Tyrosine-protein kinase CSK also known as C-terminal Src kinase is an enzyme that, in humans, is encoded by the CSK gene.[1] This enzyme phosphorylates tyrosine residues located in the C-terminal end of Src-family kinases (SFKs) including SRC, HCK, FYN, LCK, LYN and YES1.[2][3]

Function

This Non-receptor tyrosine-protein kinase plays an important role in the regulation of cell growth, differentiation, migration and immune response. CSK acts by suppressing the activity of the Src family of protein kinases by phosphorylation of Src family members at a conserved C-terminal tail site in Src.[4][5][6][7] Upon phosphorylation by other kinases, Src-family members engage in intramolecular interactions between the phosphotyrosine tail and the SH2 domain that result in an inactive conformation. To inhibit SFKs, CSK is then recruited to the plasma membrane via binding to transmembrane proteins or adapter proteins located near the plasma membrane and ultimately suppresses signaling through various surface receptors, including T-cell receptor (TCR) and B-cell receptor (BCR) by phosphorylating and maintaining inactive several effector molecules.[2][3]
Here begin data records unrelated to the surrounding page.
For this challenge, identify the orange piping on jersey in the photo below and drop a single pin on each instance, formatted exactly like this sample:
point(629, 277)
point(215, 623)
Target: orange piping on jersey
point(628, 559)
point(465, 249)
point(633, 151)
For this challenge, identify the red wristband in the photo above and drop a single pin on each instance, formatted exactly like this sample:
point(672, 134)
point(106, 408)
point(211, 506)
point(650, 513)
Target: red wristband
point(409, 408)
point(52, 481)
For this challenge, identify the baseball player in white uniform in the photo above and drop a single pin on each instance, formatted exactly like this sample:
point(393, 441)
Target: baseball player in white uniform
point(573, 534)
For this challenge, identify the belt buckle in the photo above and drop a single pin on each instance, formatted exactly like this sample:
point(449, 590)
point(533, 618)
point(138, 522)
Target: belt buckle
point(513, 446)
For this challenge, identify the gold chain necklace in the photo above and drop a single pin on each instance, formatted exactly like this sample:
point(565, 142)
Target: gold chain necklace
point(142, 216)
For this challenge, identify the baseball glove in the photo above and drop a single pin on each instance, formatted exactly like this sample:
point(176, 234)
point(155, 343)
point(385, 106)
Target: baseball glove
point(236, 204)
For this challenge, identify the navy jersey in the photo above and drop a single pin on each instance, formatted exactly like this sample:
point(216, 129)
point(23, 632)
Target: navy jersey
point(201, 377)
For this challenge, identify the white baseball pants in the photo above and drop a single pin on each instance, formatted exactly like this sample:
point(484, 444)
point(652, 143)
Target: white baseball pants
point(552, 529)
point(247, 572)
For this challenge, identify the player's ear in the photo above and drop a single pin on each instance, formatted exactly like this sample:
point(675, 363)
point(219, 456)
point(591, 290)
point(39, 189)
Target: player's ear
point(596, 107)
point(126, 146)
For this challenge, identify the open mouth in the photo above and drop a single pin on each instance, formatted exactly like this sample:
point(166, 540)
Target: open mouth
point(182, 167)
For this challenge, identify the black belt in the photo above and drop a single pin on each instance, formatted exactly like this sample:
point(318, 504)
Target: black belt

Role in development and regulation

Tyrosine-protein kinase CSK is involved in the following developmental, metabolic, and signal transduction cascades:

Adherens junction organization, blood coagulation, brain development, cell differentiation, cell migration, cellular response to peptide hormone stimulus, central nervous system development, epidermal growth factor receptor signaling pathway, innate immune response, epithelium morphogenesis, regulation of bone resorption, negative regulation of cell proliferation, negative regulation of ERK1 and ERK2 cascade, negative regulation of Golgi to plasma membrane protein transport, negative regulation of interleukin-6 production, negative regulation of kinase activity, negative regulation of low-density lipoprotein particle clearance, negative regulation of phagocytosis, dendrocyte differentiation, peptidyl-tyrosine autophosphorylation, platelet activation, positive regulation of MAP kinase activity, regulation of cell proliferation, regulation of cytokine production, regulation of Fc receptor mediated stimulatory signaling pathway, T cell costimulation, T cell receptor signaling pathway.[8]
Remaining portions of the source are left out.